For a skilled reader, the difference between the two routes escapes notice because reading experience has established familiar lexical representations for many words. Thus, with appropriate experience, a reader may pronounce choir as easily as chore , unaware that the first resulted from the retrieval of a stored pronunciation associated with its spelling, while the second might have resulted from either route depending on familiarity with the word.
Both the DRC and PDP models can simulate word reading performance. For PDP models, the structure of mental representations emerges from many cycles of pattern association and error‐reduction learning. The DRC model, in the tradition of classic models with fixed assumptions, predicts experimental data based on a fixed architecture. Coltheart et al. (2001) showed that dual route models provide many specific, correct predictions of experimental results. The fundamental difference between the two models is between a model that learns – without necessarily showing either the time course or the pattern of learning outcomes of an actual learner – and a model that has already learned and is now ready to read any word or letter string one can throw at it. Narrowing the gap between these models are approaches that add a learning component to the DRC model (Pritchard et al., 2016) and combine elements of connectionist and DRC modeling (Perry et al., 2007; see Seidenberg et al., this volume for discussion).
Phonology in skilled word identification.
Concerning readers’ self‐reports, Huey wrote, “Of nearly thirty adults who were thus tested, the large majority found inner speech in some form to be a part of their ordinary reading. Purely visual reading was not established by any of the readers,.…” (1908, p. 119). This conclusion about phonology during silent reading continues to seem correct (see Brysbaert, this volume).

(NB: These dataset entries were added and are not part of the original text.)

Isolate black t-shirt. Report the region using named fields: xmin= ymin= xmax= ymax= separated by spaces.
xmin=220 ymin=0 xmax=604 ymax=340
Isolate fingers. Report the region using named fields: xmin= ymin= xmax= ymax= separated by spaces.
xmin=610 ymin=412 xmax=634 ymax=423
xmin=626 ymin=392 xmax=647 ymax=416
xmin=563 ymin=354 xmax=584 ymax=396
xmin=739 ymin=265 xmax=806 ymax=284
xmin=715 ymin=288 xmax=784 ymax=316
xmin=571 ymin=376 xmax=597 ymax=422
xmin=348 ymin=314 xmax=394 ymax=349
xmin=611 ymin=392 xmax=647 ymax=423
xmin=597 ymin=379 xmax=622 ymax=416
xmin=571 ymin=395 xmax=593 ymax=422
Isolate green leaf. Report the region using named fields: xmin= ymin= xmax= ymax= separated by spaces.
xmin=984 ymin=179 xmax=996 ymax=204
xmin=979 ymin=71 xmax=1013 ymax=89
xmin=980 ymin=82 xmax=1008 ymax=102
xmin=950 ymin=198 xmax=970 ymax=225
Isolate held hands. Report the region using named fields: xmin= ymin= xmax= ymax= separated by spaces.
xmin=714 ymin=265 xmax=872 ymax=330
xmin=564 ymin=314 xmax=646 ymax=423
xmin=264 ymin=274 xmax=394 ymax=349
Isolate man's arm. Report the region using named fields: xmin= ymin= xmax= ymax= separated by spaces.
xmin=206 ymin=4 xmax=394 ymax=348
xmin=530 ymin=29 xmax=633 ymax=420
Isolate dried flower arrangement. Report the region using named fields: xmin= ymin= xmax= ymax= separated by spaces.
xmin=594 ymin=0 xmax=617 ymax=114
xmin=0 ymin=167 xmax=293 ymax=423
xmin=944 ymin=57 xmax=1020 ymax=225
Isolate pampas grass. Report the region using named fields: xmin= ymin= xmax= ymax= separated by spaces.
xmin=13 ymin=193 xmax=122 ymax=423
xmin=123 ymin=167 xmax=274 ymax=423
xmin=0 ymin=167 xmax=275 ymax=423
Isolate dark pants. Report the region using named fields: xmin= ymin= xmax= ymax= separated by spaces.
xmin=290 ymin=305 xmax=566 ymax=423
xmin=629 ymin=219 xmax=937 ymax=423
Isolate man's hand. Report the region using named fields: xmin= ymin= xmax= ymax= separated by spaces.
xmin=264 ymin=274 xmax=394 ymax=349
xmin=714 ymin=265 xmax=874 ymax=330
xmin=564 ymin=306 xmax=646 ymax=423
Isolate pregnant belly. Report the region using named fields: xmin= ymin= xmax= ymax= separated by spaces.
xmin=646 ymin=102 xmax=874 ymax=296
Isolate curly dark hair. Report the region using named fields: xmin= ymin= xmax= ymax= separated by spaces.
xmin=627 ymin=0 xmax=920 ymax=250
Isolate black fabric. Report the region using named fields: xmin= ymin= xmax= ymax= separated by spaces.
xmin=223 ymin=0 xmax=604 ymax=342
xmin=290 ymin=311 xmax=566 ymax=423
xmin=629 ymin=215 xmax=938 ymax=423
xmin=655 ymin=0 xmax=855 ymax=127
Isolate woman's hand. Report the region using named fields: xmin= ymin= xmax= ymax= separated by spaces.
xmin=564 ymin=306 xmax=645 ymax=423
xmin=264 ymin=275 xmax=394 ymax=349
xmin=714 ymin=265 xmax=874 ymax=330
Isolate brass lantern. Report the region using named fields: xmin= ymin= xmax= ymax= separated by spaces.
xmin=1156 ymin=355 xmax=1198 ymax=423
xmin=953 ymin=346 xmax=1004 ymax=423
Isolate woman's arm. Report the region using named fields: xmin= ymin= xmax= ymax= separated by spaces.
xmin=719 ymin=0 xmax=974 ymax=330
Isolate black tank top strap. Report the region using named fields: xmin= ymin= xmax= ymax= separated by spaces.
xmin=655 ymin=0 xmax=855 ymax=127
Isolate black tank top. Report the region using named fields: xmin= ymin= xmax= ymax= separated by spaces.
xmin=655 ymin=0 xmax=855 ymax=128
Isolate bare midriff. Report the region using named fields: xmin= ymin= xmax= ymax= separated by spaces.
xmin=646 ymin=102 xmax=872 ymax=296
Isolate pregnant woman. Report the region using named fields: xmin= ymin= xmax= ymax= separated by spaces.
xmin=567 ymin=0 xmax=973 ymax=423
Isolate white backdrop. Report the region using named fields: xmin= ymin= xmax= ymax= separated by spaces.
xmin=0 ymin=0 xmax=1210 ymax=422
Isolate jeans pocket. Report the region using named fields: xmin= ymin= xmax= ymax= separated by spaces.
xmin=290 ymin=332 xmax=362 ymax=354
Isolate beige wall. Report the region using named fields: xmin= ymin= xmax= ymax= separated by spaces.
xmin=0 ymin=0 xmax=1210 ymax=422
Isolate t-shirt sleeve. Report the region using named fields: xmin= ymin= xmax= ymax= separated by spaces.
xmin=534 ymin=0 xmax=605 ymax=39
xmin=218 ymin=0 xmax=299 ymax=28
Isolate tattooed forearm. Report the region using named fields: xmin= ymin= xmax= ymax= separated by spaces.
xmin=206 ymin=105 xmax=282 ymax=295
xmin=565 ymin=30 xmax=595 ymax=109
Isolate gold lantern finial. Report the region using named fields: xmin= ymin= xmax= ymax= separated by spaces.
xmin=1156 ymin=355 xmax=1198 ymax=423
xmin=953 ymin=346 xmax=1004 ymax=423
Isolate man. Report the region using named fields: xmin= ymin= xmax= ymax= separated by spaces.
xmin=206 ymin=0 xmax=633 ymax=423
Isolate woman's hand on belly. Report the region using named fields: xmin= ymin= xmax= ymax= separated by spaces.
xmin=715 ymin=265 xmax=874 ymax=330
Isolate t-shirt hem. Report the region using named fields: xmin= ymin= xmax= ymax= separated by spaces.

The issue in word identification is more specific: whether the phonology of a word is “prelexical” – the phonemes activated by letters and letter strings lead to word identification – or “postlexical” – word phonology follows after access to the orthographic form of the word. Opinion generally favored a direct‐to‐meaning identification procedure with no prelexical phonology in skilled reading, rationalized partly by questionable assumptions about the consequences of English spellings: Because English spelling‐to‐pronunciation mappings have inconsistencies, readers learn to read English without using these unreliable mappings.

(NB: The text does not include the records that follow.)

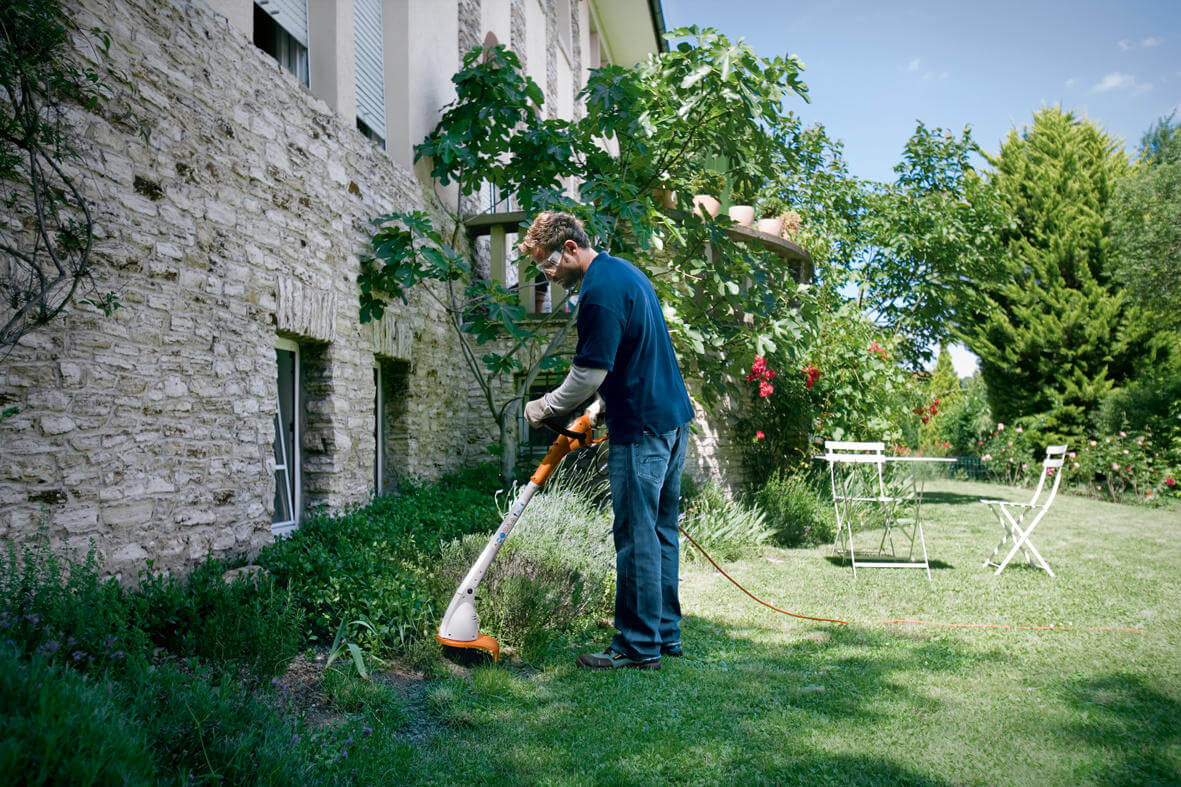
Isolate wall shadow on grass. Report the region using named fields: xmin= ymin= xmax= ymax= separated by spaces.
xmin=1062 ymin=672 xmax=1181 ymax=785
xmin=824 ymin=551 xmax=955 ymax=571
xmin=399 ymin=617 xmax=1006 ymax=785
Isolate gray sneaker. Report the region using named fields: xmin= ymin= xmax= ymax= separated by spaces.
xmin=574 ymin=648 xmax=660 ymax=670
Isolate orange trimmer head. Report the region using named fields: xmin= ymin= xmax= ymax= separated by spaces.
xmin=435 ymin=633 xmax=501 ymax=663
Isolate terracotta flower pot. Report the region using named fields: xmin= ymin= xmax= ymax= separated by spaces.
xmin=693 ymin=194 xmax=722 ymax=219
xmin=758 ymin=216 xmax=783 ymax=238
xmin=730 ymin=204 xmax=755 ymax=227
xmin=652 ymin=187 xmax=677 ymax=210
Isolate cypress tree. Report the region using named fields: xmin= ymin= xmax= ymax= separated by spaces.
xmin=959 ymin=108 xmax=1151 ymax=437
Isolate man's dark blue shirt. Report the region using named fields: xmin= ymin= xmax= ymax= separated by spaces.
xmin=574 ymin=252 xmax=693 ymax=444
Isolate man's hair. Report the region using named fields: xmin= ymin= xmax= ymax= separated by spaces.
xmin=518 ymin=210 xmax=591 ymax=254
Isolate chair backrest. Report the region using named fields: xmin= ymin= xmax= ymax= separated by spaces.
xmin=1030 ymin=445 xmax=1066 ymax=508
xmin=824 ymin=440 xmax=886 ymax=497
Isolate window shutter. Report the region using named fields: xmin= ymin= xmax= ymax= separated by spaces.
xmin=353 ymin=0 xmax=385 ymax=139
xmin=256 ymin=0 xmax=307 ymax=47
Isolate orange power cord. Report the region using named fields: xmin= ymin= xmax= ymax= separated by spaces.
xmin=677 ymin=525 xmax=1147 ymax=633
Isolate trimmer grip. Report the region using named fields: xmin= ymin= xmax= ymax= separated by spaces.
xmin=529 ymin=414 xmax=592 ymax=487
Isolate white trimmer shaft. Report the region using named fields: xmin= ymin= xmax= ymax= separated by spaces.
xmin=438 ymin=481 xmax=540 ymax=644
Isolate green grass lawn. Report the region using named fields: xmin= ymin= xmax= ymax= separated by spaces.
xmin=359 ymin=481 xmax=1181 ymax=783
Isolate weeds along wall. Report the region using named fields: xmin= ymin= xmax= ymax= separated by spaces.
xmin=0 ymin=0 xmax=495 ymax=580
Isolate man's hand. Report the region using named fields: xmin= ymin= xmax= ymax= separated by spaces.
xmin=587 ymin=394 xmax=607 ymax=429
xmin=524 ymin=397 xmax=554 ymax=429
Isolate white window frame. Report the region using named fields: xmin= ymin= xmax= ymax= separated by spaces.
xmin=270 ymin=338 xmax=304 ymax=536
xmin=373 ymin=362 xmax=385 ymax=496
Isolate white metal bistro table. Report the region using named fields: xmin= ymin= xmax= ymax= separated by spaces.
xmin=815 ymin=441 xmax=955 ymax=580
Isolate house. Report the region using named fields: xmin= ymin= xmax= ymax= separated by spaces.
xmin=0 ymin=0 xmax=784 ymax=580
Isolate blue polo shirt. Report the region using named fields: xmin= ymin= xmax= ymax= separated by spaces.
xmin=574 ymin=252 xmax=693 ymax=444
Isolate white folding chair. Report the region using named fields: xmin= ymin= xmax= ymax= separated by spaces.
xmin=980 ymin=445 xmax=1066 ymax=577
xmin=824 ymin=440 xmax=931 ymax=579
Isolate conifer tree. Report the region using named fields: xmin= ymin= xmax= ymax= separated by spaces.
xmin=959 ymin=108 xmax=1153 ymax=437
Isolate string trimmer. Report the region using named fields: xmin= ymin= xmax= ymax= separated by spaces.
xmin=435 ymin=412 xmax=606 ymax=661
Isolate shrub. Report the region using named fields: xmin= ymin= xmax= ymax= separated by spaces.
xmin=681 ymin=482 xmax=774 ymax=561
xmin=0 ymin=534 xmax=148 ymax=674
xmin=259 ymin=466 xmax=497 ymax=651
xmin=980 ymin=418 xmax=1181 ymax=502
xmin=437 ymin=463 xmax=615 ymax=659
xmin=133 ymin=560 xmax=304 ymax=677
xmin=124 ymin=662 xmax=313 ymax=785
xmin=0 ymin=644 xmax=155 ymax=785
xmin=755 ymin=471 xmax=836 ymax=547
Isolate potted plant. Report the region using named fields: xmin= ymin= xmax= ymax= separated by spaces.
xmin=758 ymin=194 xmax=788 ymax=238
xmin=783 ymin=210 xmax=804 ymax=238
xmin=691 ymin=169 xmax=726 ymax=219
xmin=730 ymin=178 xmax=756 ymax=227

However, various experimental approaches provided evidence to the contrary. One was to expose a word briefly (35–45 ms) followed by a backward mask consisting of letter strings. When the letter mask reinstated the word’s phonemes, identification of the word improved, even when the letters were changed ( choir – #### – kwire ) (Perfetti et al., 1988). This effect implies that, prior to the word’s identification, some of its phonology had been activated. Lukatela and Turvey (1994a, b), using a similar logic with primed lexical decision, found that homophone primes (e.g., towed – toad ) produced strong facilitation relative to spelling controls. These conclusions were supported by a meta‐analysis by Rastle and Brysbaert (2006).